De deur voor toepassing van de lage ww-premie bij seizoenswerk staat nog steeds open. Op initiatief van VVD en CDA en met brede steun in de Tweede Kamer moet Minister Koolmees (SZW) in gesprek met de land- en tuinbouw over de knelpunten die de Wet Arbeidsmarkt in Balans (WAB) oplevert voor seizoenswerk.
LTO Nederland, Glastuinbouw Nederland en de aangesloten vaktechnische organisaties zijn blij met deze duidelijke boodschap van de Tweede Kamer. Samen met andere ondernemersorganisaties is in de campagne ’Zo werkt het niet!’ benadrukt dat werkgevers niet moeten opdraaien voor beprijzing van seizoenswerk. „Tijdelijk werk, zoals seizoenswerk, het opvangen van pieken door scholieren of vervanging bij ziekte, laat zich niet vastspijkeren in een vast dienstverband. Daar is de politiek nu ook van doordrongen”, zegt LTO-voorzitter Marc Calon.
Beter laat dan nooit
„We hadden graag gezien dat het lage ww-tarief voor seizoenswerk nu direct was geregeld, maar door uitvoeringsproblemen lijkt dat nu niet mogelijk” zegt Calon.
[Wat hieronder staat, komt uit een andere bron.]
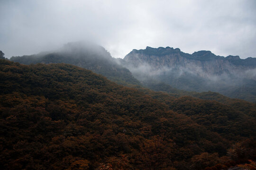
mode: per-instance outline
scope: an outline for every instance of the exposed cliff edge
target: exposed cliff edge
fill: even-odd
[[[256,58],[192,54],[169,47],[133,50],[123,65],[140,81],[154,79],[187,91],[212,91],[256,102]]]

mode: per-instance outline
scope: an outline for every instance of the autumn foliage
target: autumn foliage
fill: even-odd
[[[204,170],[255,158],[251,111],[64,64],[0,60],[0,80],[3,169]]]

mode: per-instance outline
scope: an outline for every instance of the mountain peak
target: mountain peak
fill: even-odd
[[[230,55],[226,57],[226,59],[229,60],[237,60],[240,59],[240,57],[238,56],[232,56]]]

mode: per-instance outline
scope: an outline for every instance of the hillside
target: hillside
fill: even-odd
[[[141,81],[154,79],[179,90],[210,91],[256,102],[256,58],[224,57],[206,51],[190,54],[169,47],[147,47],[133,50],[123,60],[123,65]]]
[[[118,64],[103,47],[88,42],[69,42],[54,51],[12,57],[10,60],[24,64],[70,64],[101,74],[119,84],[140,84],[129,70]]]
[[[228,105],[138,91],[64,64],[0,60],[0,78],[4,169],[203,170],[255,156],[255,118]]]

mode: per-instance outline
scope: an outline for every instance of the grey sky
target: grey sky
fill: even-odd
[[[115,58],[146,46],[256,57],[256,0],[0,0],[6,57],[89,40]]]

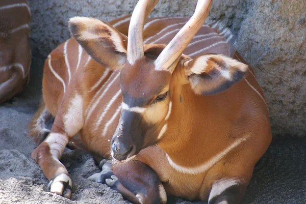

Hij vervolgt: „De politiek heeft de zorgen van werkgevers met seizoenarbeid serieus genomen en dankzij brede politieke steun komt er op korte termijn overleg om tot maatwerkoplossingen voor seizoenswerk te komen.”
Sjaak van der Tak, voorzitter Glastuinbouw Nederland, vindt een lage ww-tarief voor seizoenswerk meer dan terecht: „Bij seizoenswerk buiten het seizoen is nu eenmaal geen werk. Wij vinden het daarom ook niet terecht dat in situaties waarin vanwege klimatologische omstandigheden geen jaarrond werk kan worden geboden, toch de hoge premie moet worden betaald. Hier moet een uitzondering voor komen. En daarbij, als we iemand in zo’n situatie dan wel in vaste dienst zouden nemen wat de minister wil, en die wordt ziek in de periode dat er niet wordt gewerkt, dan moeten wij wel het loon betalen. En dan hebben we het nog niet eens gehad over het feit dat iemand in de periode van niet werken ziek in het buitenland kan zijn. Hoe moet dat worden gecontroleerd?”
7% loonkostenstijging
Een hoog ww-tarief voor seizoenarbeid en de transitievergoeding, maakt de wet voor ondernemers zo duur. Loonkosten kunnen bij sommige werkgevers tot 7% loonkostenstijging zorgen. Daarbij komt nog, dat veel mensen die dit werk verrichten, ook geen vast contract willen. “Seizoenarbeiders komen voor een korte periode naar Nederland om geld te verdienen en willen daarna terug naar het land van herkomst. Het is dus positief dat dit punt nog open staat voor overleg met minister Koolmees, maar het is ook een noodzakelijk punt om over te praten”, aldus Van der Tak.
Wel laag ww-tarief
Ook was er brede steun voor het amendement van de SGP, CU, VVD, FvD en CDA dat mogelijk maakt dat voor jongeren onder 21 jaar, die niet meer dan 12 uur per week werken, de lage ww-premie gaat gelden. Veel jongeren hebben naast hun studie op zaterdag en in de vakanties een bijbaantje; ook in de land- en tuinbouw.
Werkgevers die vaste dienstverbanden aanbieden waarin werknemers op basis van een jaarurenmodel werken, mogen voor deze groep ook de lage ww-premie toekennen.
Scholing
Ook heeft de Tweede Kamer, op basis van moties van VVD-Kamerlid Wiersma en CDA-Kamerlid Heerma, jaarlijks € 12 miljoen beschikbaar gesteld voor scholing en versterking van de leercultuur. Werkgevers in de landbouw, horeca en recreatie krijgen hiervoor een tegemoetkoming in de loonkosten. „Investeren in scholing en ontwikkeling van medewerkers en het bieden van leer-werkplaatsen voor jongeren is belangrijk voor de toekomst van onze sector”, zegt Marc Calon. „Daar zijn we blij mee en denken graag mee over de invulling.”
Ontslag
LTO Nederland vindt het verder positief dat met de Wet Arbeidsmarkt in Balans een nieuwe ontslagrond wordt geïntroduceerd. Met deze cumulatiegrond kunnen meerdere redenen voor ontslag worden gecombineerd. Ook wordt de keten van tijdelijke contracten weer verruimd van 24 naar 36 maanden. De Wet Arbeidsmarkt in Balans gaat in per 1 januari 2020 nadat de Eerste Kamer ook heeft ingestemd met dit wetsvoorstel.